As he wrote, I thrilled once more at the excitement of his dare-devil rides with me in the back of his trike, and at our wild adventures in the wheelbarrow as he raced along the side of the railway tracks. Excitement and fear. We were doing it all over again. And, as in the days when both of us were young, we were doing it together.
At the end of each day, when Boy had finished his work, I remained in the chair beside his desk and looked out of the tall window in front of me, my glass eye scanning the night sky.
On clear nights the sky tingled with stars. Millions of stars, beyond counting. Some stars singled themselves out to be noticed. Orion dominated the north-western sky. The Scorpion sat in the brightest part of the Milky Way, and comets raced against the black ceiling with its sparkling lanterns almost too fast to be seen.
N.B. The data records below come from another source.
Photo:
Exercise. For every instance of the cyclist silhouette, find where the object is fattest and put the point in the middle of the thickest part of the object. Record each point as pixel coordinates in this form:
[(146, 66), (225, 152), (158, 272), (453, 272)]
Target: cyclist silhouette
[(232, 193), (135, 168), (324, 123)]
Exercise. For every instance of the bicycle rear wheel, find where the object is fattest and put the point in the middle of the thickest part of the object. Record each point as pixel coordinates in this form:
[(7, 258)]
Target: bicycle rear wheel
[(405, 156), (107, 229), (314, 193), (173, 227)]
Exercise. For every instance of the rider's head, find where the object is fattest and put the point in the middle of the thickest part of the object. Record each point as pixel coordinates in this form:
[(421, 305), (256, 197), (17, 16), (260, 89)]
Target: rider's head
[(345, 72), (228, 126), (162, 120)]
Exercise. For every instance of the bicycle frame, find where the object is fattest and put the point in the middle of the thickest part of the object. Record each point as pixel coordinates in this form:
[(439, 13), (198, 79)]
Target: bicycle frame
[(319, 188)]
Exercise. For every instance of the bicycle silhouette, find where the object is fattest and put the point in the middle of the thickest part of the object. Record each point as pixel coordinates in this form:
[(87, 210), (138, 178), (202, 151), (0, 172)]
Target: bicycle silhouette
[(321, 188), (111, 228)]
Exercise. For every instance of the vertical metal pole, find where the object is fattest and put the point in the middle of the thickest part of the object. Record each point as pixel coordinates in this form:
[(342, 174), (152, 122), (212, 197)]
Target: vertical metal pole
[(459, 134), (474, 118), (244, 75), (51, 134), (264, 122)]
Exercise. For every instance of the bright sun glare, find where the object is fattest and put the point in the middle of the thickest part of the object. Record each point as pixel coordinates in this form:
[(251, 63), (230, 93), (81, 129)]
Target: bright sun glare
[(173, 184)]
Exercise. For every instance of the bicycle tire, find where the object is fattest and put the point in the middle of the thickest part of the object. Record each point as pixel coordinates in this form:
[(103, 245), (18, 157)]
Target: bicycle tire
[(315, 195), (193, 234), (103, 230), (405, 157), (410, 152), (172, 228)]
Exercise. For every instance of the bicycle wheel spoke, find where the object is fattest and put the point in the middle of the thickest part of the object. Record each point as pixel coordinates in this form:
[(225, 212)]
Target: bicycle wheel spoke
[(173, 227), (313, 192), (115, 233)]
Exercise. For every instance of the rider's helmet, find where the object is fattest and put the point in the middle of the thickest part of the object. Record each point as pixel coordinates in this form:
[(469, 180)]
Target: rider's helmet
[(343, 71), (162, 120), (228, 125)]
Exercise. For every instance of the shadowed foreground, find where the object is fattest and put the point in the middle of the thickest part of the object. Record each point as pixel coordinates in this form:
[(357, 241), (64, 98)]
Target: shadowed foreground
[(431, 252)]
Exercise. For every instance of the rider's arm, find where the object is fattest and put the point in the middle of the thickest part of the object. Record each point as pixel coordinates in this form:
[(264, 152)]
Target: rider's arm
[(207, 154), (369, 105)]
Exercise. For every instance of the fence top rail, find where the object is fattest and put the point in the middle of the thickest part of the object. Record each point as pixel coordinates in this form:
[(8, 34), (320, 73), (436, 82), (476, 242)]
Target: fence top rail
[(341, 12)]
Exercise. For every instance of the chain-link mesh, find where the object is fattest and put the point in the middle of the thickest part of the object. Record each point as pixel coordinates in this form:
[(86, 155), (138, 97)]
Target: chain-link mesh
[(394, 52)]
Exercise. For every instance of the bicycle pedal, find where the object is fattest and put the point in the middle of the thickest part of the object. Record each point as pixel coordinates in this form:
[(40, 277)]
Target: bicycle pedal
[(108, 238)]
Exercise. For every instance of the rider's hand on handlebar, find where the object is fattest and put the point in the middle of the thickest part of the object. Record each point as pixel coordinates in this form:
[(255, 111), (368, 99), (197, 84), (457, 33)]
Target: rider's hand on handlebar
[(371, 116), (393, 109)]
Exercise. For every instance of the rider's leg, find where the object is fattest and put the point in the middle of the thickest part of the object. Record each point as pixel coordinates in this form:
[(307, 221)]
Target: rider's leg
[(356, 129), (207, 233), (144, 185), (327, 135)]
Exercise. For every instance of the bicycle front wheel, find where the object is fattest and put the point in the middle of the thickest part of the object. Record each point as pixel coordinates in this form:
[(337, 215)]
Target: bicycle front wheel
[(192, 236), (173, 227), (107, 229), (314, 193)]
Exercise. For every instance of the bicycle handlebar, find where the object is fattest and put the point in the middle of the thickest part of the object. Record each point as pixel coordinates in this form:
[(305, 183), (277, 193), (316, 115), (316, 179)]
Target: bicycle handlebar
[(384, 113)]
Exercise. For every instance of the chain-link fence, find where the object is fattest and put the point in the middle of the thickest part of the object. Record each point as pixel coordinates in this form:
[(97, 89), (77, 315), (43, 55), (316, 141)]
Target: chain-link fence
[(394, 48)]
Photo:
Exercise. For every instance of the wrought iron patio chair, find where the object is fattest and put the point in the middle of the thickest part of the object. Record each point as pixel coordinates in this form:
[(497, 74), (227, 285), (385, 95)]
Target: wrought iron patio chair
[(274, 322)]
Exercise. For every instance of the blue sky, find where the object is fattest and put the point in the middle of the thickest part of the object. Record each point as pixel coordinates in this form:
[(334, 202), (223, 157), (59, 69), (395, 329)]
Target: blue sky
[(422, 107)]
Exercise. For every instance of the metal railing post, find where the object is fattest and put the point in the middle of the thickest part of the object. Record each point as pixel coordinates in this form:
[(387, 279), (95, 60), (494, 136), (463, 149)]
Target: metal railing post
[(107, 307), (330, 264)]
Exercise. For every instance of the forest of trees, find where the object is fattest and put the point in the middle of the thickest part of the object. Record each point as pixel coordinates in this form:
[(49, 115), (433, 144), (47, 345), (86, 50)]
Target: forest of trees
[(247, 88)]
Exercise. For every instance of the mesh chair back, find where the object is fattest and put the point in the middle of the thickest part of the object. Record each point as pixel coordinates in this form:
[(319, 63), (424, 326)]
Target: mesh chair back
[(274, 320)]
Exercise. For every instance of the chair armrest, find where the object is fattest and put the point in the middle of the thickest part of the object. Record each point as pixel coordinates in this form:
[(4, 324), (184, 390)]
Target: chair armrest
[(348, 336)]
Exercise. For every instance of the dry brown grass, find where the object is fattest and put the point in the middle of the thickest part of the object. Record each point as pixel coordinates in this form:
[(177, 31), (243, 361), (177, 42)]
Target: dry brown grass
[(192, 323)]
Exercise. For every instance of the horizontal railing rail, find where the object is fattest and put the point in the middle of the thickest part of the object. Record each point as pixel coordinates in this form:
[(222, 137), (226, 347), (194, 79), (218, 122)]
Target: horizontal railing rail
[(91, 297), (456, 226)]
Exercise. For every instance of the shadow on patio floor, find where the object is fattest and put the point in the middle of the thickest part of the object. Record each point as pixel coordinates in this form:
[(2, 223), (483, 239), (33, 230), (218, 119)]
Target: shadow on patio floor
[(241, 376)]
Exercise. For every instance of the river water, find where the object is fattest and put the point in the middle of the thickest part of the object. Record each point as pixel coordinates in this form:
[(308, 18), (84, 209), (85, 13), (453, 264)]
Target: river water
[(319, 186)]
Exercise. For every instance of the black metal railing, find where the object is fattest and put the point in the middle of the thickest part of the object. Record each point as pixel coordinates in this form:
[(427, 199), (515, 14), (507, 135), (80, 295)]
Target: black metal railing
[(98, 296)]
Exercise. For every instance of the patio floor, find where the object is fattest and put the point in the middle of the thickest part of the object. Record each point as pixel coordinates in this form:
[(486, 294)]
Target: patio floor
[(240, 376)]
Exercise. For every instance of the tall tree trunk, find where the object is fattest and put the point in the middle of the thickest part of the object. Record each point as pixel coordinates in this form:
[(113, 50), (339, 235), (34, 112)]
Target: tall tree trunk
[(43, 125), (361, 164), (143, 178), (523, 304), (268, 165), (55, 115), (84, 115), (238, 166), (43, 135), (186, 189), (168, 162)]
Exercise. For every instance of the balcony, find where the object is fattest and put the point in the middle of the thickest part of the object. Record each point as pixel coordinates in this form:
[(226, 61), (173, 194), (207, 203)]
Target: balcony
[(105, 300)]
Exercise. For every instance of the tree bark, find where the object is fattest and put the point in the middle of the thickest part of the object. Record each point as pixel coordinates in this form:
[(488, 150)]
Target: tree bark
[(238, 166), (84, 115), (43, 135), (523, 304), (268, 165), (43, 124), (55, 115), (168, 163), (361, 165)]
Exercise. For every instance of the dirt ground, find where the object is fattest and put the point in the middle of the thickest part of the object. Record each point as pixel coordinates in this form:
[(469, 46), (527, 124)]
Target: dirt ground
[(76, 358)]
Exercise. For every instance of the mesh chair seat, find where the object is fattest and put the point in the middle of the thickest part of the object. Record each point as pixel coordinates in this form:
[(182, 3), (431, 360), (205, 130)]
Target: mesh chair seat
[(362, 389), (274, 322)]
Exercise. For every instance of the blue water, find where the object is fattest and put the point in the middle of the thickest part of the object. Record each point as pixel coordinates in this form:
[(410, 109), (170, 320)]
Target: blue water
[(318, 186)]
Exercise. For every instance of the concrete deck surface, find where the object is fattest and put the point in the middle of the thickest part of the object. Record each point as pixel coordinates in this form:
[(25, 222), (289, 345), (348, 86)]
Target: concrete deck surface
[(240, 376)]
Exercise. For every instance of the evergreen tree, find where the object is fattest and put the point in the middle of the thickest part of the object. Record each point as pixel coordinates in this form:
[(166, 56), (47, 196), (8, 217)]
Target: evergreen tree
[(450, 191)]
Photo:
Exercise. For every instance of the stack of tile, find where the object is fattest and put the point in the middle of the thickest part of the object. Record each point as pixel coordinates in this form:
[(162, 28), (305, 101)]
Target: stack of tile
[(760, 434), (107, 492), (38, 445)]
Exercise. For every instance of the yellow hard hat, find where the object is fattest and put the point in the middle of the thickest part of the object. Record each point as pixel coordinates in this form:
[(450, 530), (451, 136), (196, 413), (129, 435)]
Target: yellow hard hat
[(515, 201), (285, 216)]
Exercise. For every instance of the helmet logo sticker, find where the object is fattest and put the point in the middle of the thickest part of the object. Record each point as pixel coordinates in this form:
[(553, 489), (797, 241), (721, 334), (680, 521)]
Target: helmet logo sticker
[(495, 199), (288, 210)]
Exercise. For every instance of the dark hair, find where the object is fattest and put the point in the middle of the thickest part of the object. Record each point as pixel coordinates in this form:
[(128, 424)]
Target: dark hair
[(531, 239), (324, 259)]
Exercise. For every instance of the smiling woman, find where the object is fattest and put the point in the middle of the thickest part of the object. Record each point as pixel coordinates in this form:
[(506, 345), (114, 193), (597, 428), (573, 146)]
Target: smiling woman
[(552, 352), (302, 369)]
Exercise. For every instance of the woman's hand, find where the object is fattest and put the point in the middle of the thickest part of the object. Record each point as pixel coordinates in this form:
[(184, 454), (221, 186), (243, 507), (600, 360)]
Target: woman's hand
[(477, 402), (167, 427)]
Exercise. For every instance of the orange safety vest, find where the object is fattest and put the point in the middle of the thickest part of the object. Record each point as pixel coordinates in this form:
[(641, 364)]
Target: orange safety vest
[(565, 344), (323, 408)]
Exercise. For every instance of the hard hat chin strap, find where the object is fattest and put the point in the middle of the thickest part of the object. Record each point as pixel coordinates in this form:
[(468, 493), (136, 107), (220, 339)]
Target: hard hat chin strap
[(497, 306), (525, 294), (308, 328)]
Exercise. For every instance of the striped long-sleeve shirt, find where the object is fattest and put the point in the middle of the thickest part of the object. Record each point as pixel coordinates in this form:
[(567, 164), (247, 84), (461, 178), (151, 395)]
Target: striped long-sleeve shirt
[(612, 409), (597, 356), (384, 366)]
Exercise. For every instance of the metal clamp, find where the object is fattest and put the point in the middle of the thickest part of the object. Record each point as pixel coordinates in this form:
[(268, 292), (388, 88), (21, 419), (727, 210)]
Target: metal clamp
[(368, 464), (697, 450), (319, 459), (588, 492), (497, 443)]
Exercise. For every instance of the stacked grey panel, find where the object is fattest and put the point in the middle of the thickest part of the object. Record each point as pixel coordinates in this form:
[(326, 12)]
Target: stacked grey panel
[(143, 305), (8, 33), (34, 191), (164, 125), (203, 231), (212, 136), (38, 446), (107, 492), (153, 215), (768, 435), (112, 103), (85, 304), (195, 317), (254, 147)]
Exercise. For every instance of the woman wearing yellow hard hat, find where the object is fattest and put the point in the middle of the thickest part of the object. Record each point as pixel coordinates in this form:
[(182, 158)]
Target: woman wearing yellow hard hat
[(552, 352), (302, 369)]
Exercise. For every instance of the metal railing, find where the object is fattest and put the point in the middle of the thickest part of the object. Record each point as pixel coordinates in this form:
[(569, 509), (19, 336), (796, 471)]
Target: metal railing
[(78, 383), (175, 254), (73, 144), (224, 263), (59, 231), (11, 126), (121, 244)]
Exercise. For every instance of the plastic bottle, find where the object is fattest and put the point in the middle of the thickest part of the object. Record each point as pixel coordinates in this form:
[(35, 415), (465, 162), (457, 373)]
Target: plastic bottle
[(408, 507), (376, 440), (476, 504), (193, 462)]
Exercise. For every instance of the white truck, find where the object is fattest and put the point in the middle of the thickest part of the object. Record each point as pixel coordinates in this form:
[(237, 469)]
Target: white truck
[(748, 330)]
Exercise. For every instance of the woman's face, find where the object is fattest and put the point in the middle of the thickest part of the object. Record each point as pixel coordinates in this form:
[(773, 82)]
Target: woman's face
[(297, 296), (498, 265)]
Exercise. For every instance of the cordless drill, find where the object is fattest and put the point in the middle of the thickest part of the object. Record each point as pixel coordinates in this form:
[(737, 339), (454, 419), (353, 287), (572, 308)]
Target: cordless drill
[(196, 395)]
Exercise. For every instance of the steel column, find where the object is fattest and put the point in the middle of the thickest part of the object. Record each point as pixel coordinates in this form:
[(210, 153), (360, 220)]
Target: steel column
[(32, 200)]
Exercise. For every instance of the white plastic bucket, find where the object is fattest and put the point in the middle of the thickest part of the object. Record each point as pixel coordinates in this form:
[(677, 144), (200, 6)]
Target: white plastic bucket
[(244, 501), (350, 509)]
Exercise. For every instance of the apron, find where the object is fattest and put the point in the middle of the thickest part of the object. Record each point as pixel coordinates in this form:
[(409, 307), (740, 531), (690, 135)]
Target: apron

But it was the Pointers I looked for, Alpha and Beta Centauri, directing my gaze to the stars of the Southern Cross. And like the stars on the lid of the box from Southern Cross Toys, they stood out brighter than all the other stars in the sky.
Those four stars reminded of my beginnings — of the toy makers who made me and the children who loved me. Over the years they had been there to give me strength when I thought all was lost, a light of hope in the darkness. They reminded me that beneath my exterior of torn ears, mismatched eyes and patchy fur, I was still the same bear on the inside, not Teddy One-eye, nor Mrs Teddy, but Mr Edward K. Bear, a toy to be loved.
And when little Jamie placed the crown of stars on my head, he showed me I was a special bear — a bear with a past as well as one with a future.